Ten years ago, in 2012, I began a very short-lived gig as a reviewer for Reel Spirituality at Fuller’s Brehm Center. It began with a 20th anniversary reflection on The Muppet Christmas Carol.
So, that makes this month the film’s 30th anniversary! And since my review seems to have disappeared from Fuller’s website — perhaps it was just too Scrooge-y? — I’m reviving it here, just for the record.
And, by the way, I watched the film again tonight and found that my opinion of it hasn’t much changed over the last decade… although I must say that even the simplest expression of goodness like this one seems to pack more punch in these dark days. I just wish the filmmakers hadn’t seemed so intent on erasing any evidence that this is a sacred holiday, one inseparably bound up in the story of the Christ child, so that it just becomes a celebration of spontaneously generated goodwill.
Anyway — here’s the piece I wrote in 2012 about a “holiday classic” released twenty years before that.
Once upon a time,
when Jim Henson’s Muppets were a prime-time television sensation, families tuned in to whimsical, heart-warming Muppet Christmas specials. That was a long time ago. Since Jim Henson’s death in 1990, the Muppets have struggled to maintain household-name recognition, their occasional feature films (mediocre at best) failing to halt their descent into the annals of nostalgia.
Then Disney surprised everybody in 2011 by reviving Kermit the Frog and company with brilliant viral video campaigns and a movie called The Muppets that was better than Muppet fans had any right to expect. The original cast of multi-colored, multi-species characters seemed to have revived their original personalities and their spirit of goodwill spiced with anarchy (if not their original voices). Grown men and women cried, and many children were given an introduction to a world of rewarding entertainment.

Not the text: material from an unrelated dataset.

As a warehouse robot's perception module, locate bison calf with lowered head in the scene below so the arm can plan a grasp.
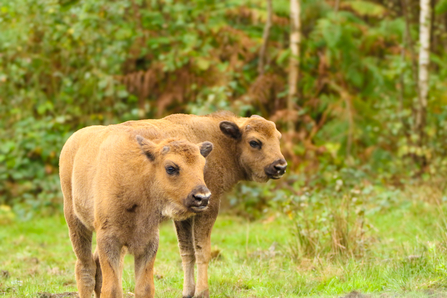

So it’s likely that a lot of families began working backwards this year, schooling their kids on The Muppet Show and past Muppet movies.
This was the company’s first big production since Henson’s death. They created a wonderful Muppet-world equivalent of Victorian England, the cobblestones, the windows, and the rooftops all busy with activity. Nevertheless, fans could feel that something was missing. The regular cast of characters seemed to have lost their personalities.
Gonzo the Great plays the narrator – Charles Dickens himself – and Rizzo the Rat’s his wacky sidekick. But it doesn’t suit Gonzo to play the straight man. He’s always been an agent of chaos. Rizzo’s a lousy substitute, straining for laughs with mishaps and pratfalls.
Dickens’ famous spirits are something of a disappointment here. The cherubic Spirit of Christmas Past looks like a lazy leftover from The Dark Crystal. The gigantic Spirit of Christmas Present is so overly jovial, he might make anybody a Scrooge. And the Spirit of Christmas Future is a typical hooded death figure, creepy but unimaginative.
Most disappointing of all, Paul Williams – the brilliant songwriter who gave us “The Rainbow Connection” – unloads one Christmas cliché after another in forced rhymes and uninspiring melodies. There’s nothing of Christmas mystery in this music, and faith is mentioned in only the most generic of ways. (What is faith for a Muppet anyway? Belief in puppeteers?)
But director Brian Henson, Jim’s son, does have some inspired ideas – like casting the Muppet’s steadfast critics Statler and Waldorf as “Marley and Marley,” come to criticize Ebenezer Scrooge in a memorably spooky musical number.He also casts Michael Caine as Ebenezer Scrooge. Normally, Scrooge is the big, showy role in A Christmas Carol. And it’s typical for celebrities to ham it up around Muppets. But Caine wisely gives us an understated, soft-spoken Scrooge. He accepts his costars as comfortably as if they were extras on Masterpiece Theater. In the midst of a Muppet hubbub, he’s the storm’s calm center.
The Muppet Christmas Carol would a poor way to introduce an audience to the Muppets, but it’s not a bad way to introduce young Muppet fans to Dickens’ story. Plenty of the classic parable’s power is preserved here. And in view of recent unrest among “the 99%”, this cautionary tale about the self-destructive nature of greed seems especially relevant.
And if the Muppets are missing their spark, who can blame them? Their captain had departed so abruptly, a tragedy for a community of wild imaginations. What Brian Henson’s movie does well – the ambitious handmade spectacle, the colorful characters, the wholesome quality of the storytelling – is a tribute to his father’s high standards. Where it falters, it’s just further evidence of Jim’s irreplaceable personality and charisma.Still, for big Christmas fun, this lifelong Muppet enthusiast would recommend that families revisit the original – 1979’s The Muppet Movie – instead. It’s playing on Netflix Instant, and a blu-ray edition is coming right up. It’s full of inspired comedy, guest stars, and classic songwriting, powered by Henson’s big beating heart. And as two of the film’s most important moments involve humble characters looking heavenward for inspiration and guidance, it seems perfectly appropriate – even poignant – to share during the holiday season.